I’m developing a Django project that basically boils down to:
- A user submits a form.
- The Django view parses the form and compiles a representation of that form which is readable by some other ‘function’. By ‘function’, I mean some kind of executable/callable where the Django view may be agnostic about what language that ‘function’ was written in, or even what hardware it runs on.
- The Django view passes the compiled form into the ‘function’.
- The ‘function’ performs its business on the input, then outputs some data in a format readable by the Django view.
- The Django view reads the output of the ‘function’ and renders the data to a format that is consumable by the user.
In my specific case, the ‘function’ is a large numerical computation not suitable for plain-vanilla Python. Furthermore, this ‘function’ has already been developed in C++11 and Python can talk to the compiled binary via os.system and file IO.
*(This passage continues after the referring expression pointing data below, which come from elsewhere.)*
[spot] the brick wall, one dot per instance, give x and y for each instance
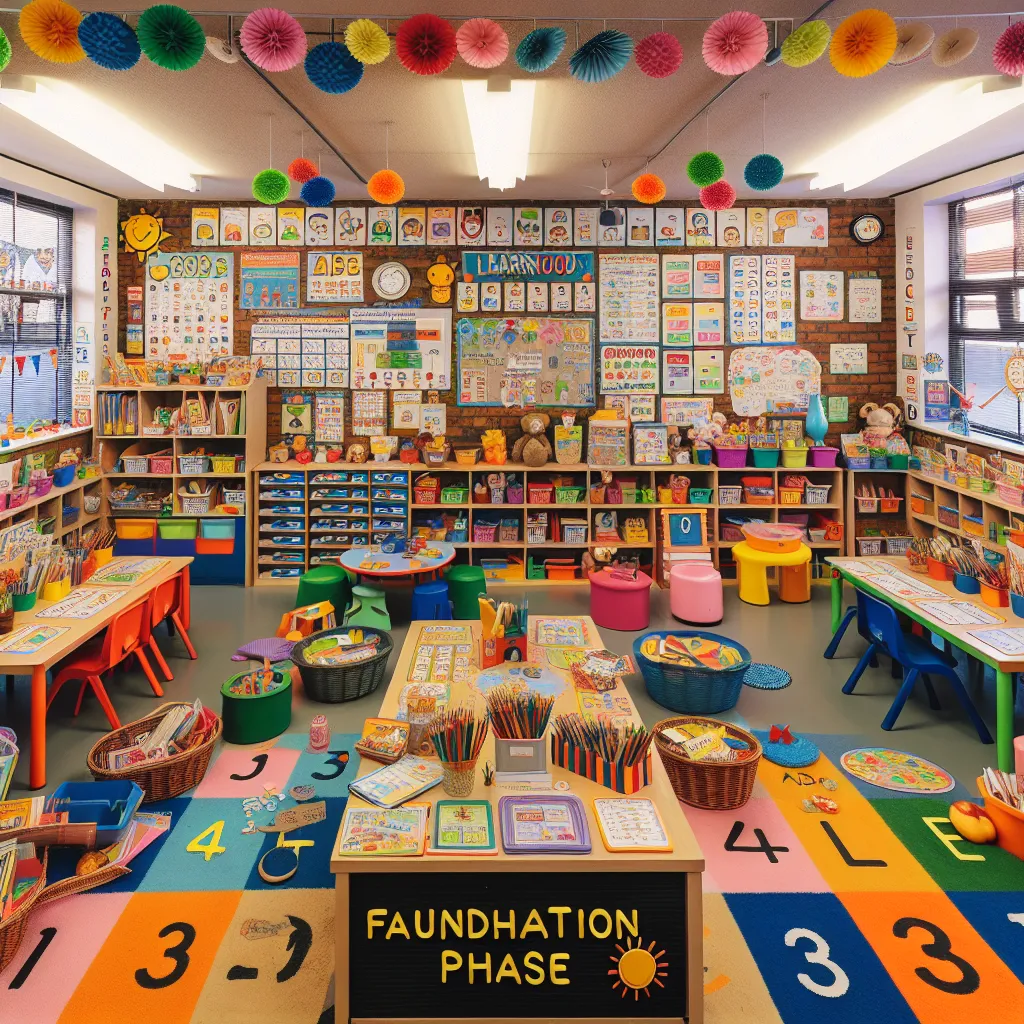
(466, 424)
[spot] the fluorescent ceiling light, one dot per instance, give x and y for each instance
(501, 115)
(932, 120)
(94, 127)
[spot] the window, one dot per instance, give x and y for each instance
(35, 309)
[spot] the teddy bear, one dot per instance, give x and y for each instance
(534, 449)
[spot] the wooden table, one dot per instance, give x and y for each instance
(597, 895)
(79, 631)
(958, 636)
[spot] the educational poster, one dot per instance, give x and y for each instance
(525, 361)
(178, 287)
(398, 349)
(268, 281)
(772, 381)
(629, 368)
(821, 295)
(334, 276)
(629, 297)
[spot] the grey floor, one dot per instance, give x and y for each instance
(790, 636)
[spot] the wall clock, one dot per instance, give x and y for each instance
(391, 281)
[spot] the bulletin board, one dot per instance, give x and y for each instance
(525, 360)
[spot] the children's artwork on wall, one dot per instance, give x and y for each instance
(772, 381)
(821, 295)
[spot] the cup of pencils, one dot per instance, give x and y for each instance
(458, 735)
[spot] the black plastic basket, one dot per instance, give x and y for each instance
(338, 683)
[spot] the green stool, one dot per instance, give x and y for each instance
(466, 584)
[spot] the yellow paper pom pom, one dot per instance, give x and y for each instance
(863, 43)
(367, 41)
(49, 29)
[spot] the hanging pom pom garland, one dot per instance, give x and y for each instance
(170, 37)
(367, 41)
(735, 43)
(425, 44)
(109, 42)
(659, 54)
(332, 69)
(49, 29)
(272, 39)
(601, 56)
(540, 49)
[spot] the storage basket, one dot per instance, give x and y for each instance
(714, 785)
(338, 683)
(158, 779)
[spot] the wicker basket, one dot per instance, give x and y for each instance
(338, 683)
(714, 785)
(158, 779)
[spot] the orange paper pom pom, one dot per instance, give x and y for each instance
(386, 187)
(648, 188)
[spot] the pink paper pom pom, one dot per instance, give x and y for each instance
(735, 43)
(272, 39)
(659, 54)
(482, 43)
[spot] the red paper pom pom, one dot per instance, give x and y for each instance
(659, 54)
(302, 170)
(426, 44)
(720, 196)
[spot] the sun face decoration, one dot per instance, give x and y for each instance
(637, 968)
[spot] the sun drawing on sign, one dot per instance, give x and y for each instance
(636, 968)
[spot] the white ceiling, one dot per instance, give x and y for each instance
(219, 114)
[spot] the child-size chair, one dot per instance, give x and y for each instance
(127, 635)
(881, 627)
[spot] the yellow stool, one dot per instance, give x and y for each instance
(795, 573)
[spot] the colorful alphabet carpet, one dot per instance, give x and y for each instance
(879, 912)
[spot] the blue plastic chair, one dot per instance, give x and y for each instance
(918, 658)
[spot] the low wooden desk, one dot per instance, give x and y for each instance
(558, 923)
(80, 630)
(958, 636)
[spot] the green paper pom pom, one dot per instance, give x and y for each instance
(705, 169)
(270, 186)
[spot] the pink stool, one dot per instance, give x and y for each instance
(620, 604)
(695, 593)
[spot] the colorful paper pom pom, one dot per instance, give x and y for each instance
(332, 69)
(540, 49)
(109, 42)
(763, 172)
(170, 37)
(386, 187)
(805, 45)
(425, 44)
(317, 192)
(49, 29)
(482, 43)
(270, 186)
(367, 41)
(659, 54)
(705, 169)
(272, 39)
(735, 43)
(863, 43)
(719, 196)
(601, 56)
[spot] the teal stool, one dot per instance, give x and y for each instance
(466, 584)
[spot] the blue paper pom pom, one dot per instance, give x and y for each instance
(600, 57)
(109, 42)
(763, 172)
(540, 49)
(332, 69)
(317, 192)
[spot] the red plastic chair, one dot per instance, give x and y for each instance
(126, 635)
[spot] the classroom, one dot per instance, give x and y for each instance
(511, 515)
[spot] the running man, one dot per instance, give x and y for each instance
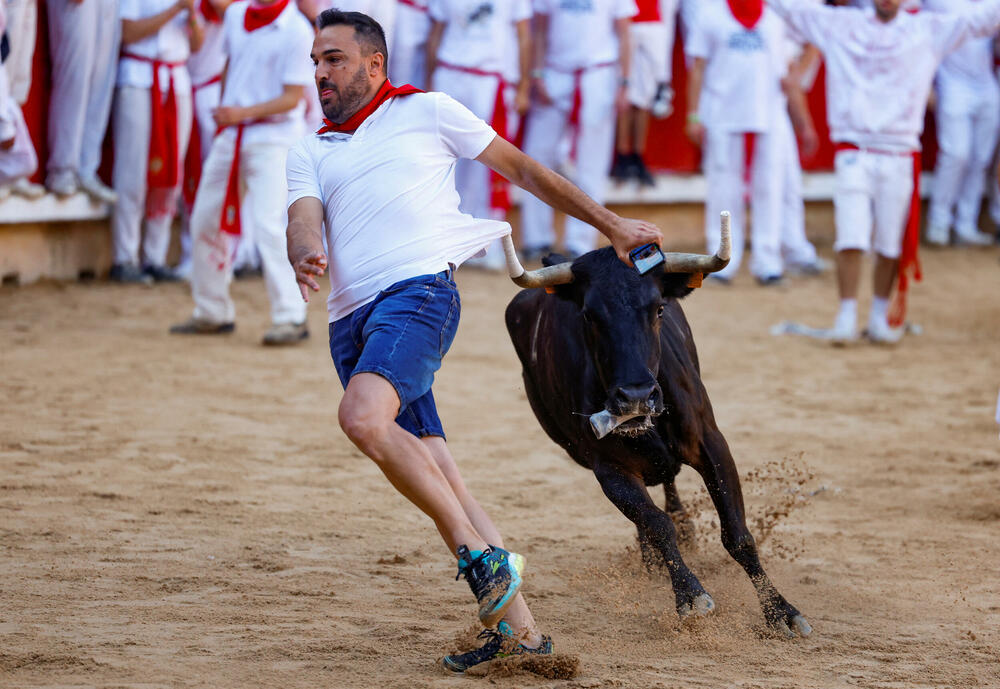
(381, 174)
(879, 67)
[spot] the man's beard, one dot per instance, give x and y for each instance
(350, 100)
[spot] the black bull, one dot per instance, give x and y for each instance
(593, 345)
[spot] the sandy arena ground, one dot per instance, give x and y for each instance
(185, 512)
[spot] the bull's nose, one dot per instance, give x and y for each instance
(643, 398)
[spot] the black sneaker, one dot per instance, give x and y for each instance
(494, 577)
(127, 273)
(499, 644)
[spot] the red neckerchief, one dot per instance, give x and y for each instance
(209, 12)
(385, 92)
(747, 12)
(262, 15)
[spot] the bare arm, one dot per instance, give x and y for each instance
(433, 44)
(305, 243)
(134, 30)
(557, 191)
(695, 129)
(226, 116)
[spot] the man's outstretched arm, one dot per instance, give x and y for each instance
(557, 191)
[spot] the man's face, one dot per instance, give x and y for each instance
(886, 10)
(345, 78)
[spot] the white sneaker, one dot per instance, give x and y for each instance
(937, 235)
(62, 183)
(29, 190)
(974, 238)
(880, 332)
(98, 190)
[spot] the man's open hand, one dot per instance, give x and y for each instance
(307, 269)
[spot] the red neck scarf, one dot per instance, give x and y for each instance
(747, 12)
(262, 15)
(209, 12)
(385, 92)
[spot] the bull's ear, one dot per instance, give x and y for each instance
(675, 285)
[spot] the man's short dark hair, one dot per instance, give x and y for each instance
(367, 31)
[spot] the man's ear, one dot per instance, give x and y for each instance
(676, 285)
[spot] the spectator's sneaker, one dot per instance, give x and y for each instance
(499, 644)
(974, 238)
(127, 273)
(285, 334)
(161, 274)
(641, 172)
(494, 576)
(62, 183)
(198, 326)
(98, 190)
(937, 235)
(22, 186)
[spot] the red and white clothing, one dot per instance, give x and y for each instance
(137, 158)
(968, 120)
(388, 191)
(408, 50)
(741, 102)
(652, 47)
(84, 39)
(260, 63)
(474, 68)
(581, 76)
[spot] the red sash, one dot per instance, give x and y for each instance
(747, 12)
(499, 187)
(163, 166)
(909, 260)
(384, 93)
(258, 16)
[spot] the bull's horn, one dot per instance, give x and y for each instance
(699, 263)
(559, 274)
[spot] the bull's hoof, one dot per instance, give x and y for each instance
(699, 606)
(793, 627)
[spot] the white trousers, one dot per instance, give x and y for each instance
(872, 196)
(84, 40)
(133, 121)
(22, 27)
(407, 57)
(967, 136)
(724, 163)
(262, 173)
(796, 249)
(548, 125)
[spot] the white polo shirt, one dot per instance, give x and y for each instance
(878, 75)
(260, 63)
(480, 33)
(582, 32)
(741, 88)
(388, 193)
(170, 44)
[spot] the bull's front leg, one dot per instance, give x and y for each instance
(718, 471)
(629, 495)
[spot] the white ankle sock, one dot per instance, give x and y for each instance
(880, 311)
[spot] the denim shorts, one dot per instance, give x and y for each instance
(402, 335)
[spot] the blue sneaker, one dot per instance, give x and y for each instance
(494, 575)
(499, 644)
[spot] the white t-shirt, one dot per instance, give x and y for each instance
(210, 59)
(388, 192)
(582, 32)
(170, 44)
(261, 63)
(480, 33)
(741, 87)
(878, 75)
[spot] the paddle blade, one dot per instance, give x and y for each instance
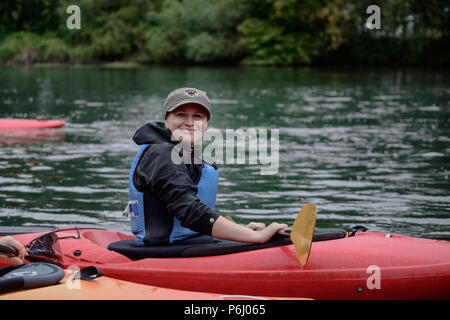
(303, 231)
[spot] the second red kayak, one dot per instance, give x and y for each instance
(26, 124)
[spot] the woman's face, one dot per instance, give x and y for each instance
(187, 123)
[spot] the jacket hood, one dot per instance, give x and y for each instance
(153, 133)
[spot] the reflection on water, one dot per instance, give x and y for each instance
(367, 147)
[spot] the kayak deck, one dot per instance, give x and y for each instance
(408, 268)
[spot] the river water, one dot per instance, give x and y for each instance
(368, 146)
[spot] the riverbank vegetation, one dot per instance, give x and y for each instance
(222, 32)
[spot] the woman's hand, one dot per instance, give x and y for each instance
(264, 235)
(10, 242)
(254, 232)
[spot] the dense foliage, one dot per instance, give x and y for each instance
(251, 32)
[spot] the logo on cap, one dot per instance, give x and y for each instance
(190, 92)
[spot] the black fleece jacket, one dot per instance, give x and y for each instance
(169, 189)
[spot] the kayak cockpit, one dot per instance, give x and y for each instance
(204, 246)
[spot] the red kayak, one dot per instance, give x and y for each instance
(25, 124)
(362, 265)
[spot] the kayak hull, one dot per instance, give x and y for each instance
(106, 288)
(366, 266)
(26, 124)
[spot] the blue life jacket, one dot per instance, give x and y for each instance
(207, 192)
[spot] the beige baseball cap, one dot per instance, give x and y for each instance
(181, 96)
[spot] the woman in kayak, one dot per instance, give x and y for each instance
(172, 190)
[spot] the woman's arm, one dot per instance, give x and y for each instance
(229, 230)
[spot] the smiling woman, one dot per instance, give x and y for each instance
(170, 202)
(187, 123)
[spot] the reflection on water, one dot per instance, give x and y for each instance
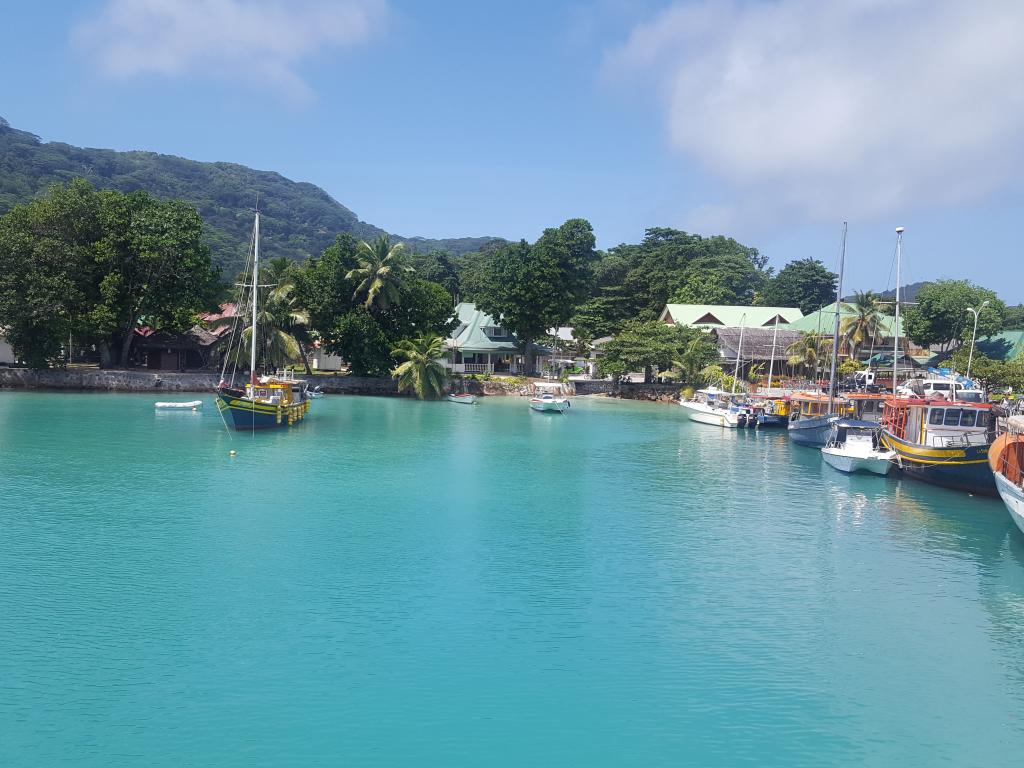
(403, 583)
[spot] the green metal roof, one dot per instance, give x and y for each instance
(1005, 346)
(722, 315)
(470, 336)
(824, 320)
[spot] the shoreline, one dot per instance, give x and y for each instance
(167, 381)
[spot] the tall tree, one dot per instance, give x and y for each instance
(98, 265)
(380, 273)
(535, 288)
(806, 284)
(941, 316)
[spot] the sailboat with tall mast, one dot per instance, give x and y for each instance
(812, 414)
(265, 401)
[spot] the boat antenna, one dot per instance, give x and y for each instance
(771, 364)
(899, 255)
(839, 314)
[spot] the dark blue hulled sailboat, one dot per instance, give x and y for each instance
(267, 401)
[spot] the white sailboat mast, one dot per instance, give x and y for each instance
(771, 363)
(252, 353)
(899, 257)
(739, 352)
(839, 314)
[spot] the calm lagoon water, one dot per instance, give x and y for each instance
(395, 583)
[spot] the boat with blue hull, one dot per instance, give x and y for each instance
(266, 401)
(941, 442)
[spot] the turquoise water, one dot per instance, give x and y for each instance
(395, 583)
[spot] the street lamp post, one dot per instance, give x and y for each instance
(974, 334)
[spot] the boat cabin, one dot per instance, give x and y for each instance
(938, 423)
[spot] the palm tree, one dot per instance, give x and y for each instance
(380, 272)
(421, 372)
(865, 325)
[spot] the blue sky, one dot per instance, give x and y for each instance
(770, 122)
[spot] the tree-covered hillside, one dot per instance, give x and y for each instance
(299, 219)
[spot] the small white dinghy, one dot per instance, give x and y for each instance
(852, 449)
(189, 406)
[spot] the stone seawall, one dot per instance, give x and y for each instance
(163, 381)
(660, 392)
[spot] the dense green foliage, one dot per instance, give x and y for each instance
(635, 282)
(299, 219)
(941, 315)
(864, 327)
(421, 373)
(805, 283)
(534, 288)
(649, 345)
(365, 336)
(96, 264)
(1013, 320)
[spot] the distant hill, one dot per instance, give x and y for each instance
(907, 293)
(299, 219)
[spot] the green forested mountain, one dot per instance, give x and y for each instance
(299, 219)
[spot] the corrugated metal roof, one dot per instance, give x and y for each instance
(1005, 346)
(470, 336)
(710, 315)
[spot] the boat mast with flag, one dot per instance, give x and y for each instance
(265, 401)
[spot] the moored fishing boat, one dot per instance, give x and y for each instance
(855, 449)
(941, 442)
(265, 401)
(548, 402)
(1006, 458)
(186, 406)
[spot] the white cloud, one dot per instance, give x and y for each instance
(848, 108)
(262, 40)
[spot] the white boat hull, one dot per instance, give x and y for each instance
(1013, 497)
(704, 415)
(877, 463)
(557, 406)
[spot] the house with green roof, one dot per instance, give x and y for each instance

My question then is: why should I not just use os.system or subprocess from the Django view rather than
a) redevelop the ‘function’ using one of ctypes | swig | Boost.Python | pyrex | cython;
b) learn how to write Python extensions and re-write the ‘function’ accordingly?
I have also considered turning the ‘function’ into a daemon, but I am not experienced enough with daemons to be able to gauge what the consequences of such a design would be.
Are there undesirable/undefined behaviours that would arise from using os.system/subprocess as described above for a Django project that was operating under load?
Is there something else I am missing that is super obvious to everyone else?
There is also this related question. But with the scarcity of details in both the OP’s use case and in the answers, I am cautious not to fall for my own fallacious confirmation bias.
There is nothing wring with calling a library routine written in one language from an application written in another. It happens all the time. A good example is SQL code embedded in most other languages.
The issues you face with doing this is simply skillset, to maintain this external function you’ll need to know C++ as well as python.
As you say, you have plenty of options for interfacing to this. I would recommend a ctypes mechanism as it will be the lowest overhead, that’s almost the only consideration unless you cannot rebuild the function into a shared library. Making system calls to an external process works, its just a lot slower to get data to and from a process than it is to pass it to a shared library loaded in-process. You could convert the function into a web service and call it using SOAP or REST calls for example.
A daemon is just a process running that is running constantly. Its faster than simply running the function on-demand as the OS doesn’t have to take all the time to start the process every time you want to call a function. To convert it into a daemon you might have to alter the code to run when several applications call the function simultaneously but otherwise its not any different.
So: if the speed of calling the function in a process is not important (eg its an intermittent, or long-running function) then go right ahead and call it using system calls. But, if you need speed, and this function returns quickly, or is called many time, then I think you should learn how C/C++ programs are written and built. Then you will have the skills to turn this into a library and call it using ctypes.